DEMAND STIMULATES
E-WASTE INITIATIVES

Australians love technology. In the top ten global consumers of electronic goods, a 2013 report by the Australian Bureau of Statistics reveals we buy more than 4 million computers and 3 million televisions annually. We upgrade or exchange our mobile phones every eighteen months. Our enthusiasm for new technology has a downside. Electronic waste or e-waste is rapidly becoming the next environmental problem on everyone’s door step.

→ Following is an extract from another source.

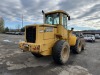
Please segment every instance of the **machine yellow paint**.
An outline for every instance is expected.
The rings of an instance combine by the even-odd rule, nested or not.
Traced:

The disposal and recycling of all these used, or obsolete, products and devices is one issue, as the vast majority end up in landfill. Those dumped in landfill contain both valuable materials that could be recycled, as well as substances hazardous to humans and to the environment. In the USA, about 70% of heavy metals (mercury and cadmium) and 40% of lead in landfills comes from e-waste[1]. The figures in Australia are very similar; a lethal cocktail of toxic substances leaching into our soils and water.

The computer and electronic goods industries have not stood idly by as the problem has escalated. They continue to focus on sustainable innovation as well as use more eco-friendly components. They have ramped up efforts to deal with their products at end-of-use life. Material selection including eco-friendly packaging, establishment of disassembly and recycling protocols and standards, and an emphasis on products that are energy efficient, are some of their green initiatives.

Consumers are also becoming more committed to going green. A growing number value environmentally friendly products and will purchase accordingly. The next step will be to educate consumers and businesses on how best to dispose and recycle e-waste. Recall offers secure media disposal bins supported by an education programme. As 69% of Australia’s obsolete computer equipment is held in storage[2], awaiting disposal, more knowledge combined with industry efforts could balance our love of technology with a greener future.